In May 2025, MIT Sloan Executive Education and IMD jointly launched the Future Ready Enterprise Academy, a two-module executive education program delivered at MIT in Cambridge, Massachusetts and at IMD in Singapore. Yu serves as faculty for the program alongside IMD colleague Mark Greeven.

As of 2026, Howard is the LEGO professor of management and innovation at the IMD Business School.

== Writing ==
In June 2018, Yu published Leap: How to Thrive in a World Where Everything Can Be Copied, which received a Gold Medal at the 2019 Axiom Business Book Awards and was named among the best business books of the year by Inc. and Strategy+Business. The book was published by PublicAffairs, New York, an imprint of Hachette Book Group. It was also selected as an FT Business Book of the Month in the same month of 2018.
==Research ==
His research focuses on the dynamics of innovation and sustainable growth, specifically examining how organizations build capabilities to navigate technological disruption and commoditization. A theme of his scholarship is the "leap" strategy, which details how firms can jump to new knowledge frontiers to maintain a competitive advantage over imitators. His research also focuses on Asian economies.

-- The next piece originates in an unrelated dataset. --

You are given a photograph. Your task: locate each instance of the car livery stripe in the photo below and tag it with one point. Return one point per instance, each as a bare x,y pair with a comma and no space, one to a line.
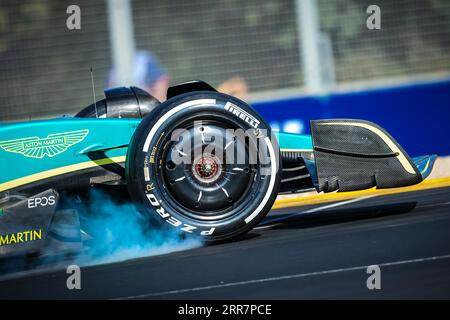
58,171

His recent work includes Future Readiness Indicators for several industries to gauge industry incumbents' preparedness.

==Bibliography==
- Yu, Howard H. (2018). "Taiwan's PC Industry, 1976–2010: The Evolution of Organizational Capabilities"
- Yu, Howard (2018). Leap: How to Thrive in a World Where Everything Can be Copied
- Yu, Howard (2018). Leap: How to Thrive in a World Where Everything Can Be Copied. PublicAffairs. ISBN 978-1610397609.

==Honors and awards==
Yu is recipient of the Thinkers50 Strategy Award in 2023 and the 2015 Poets & Quants "Top 40 Business Professors Under 40" ranking. He was also included in the Thinkers50 Ranking of the world’s top management thinkers in both 2023 and 2025. He has also received multiple EFMD Gold Awards and Case Centre accolades for his research on digital transformation and organizational development.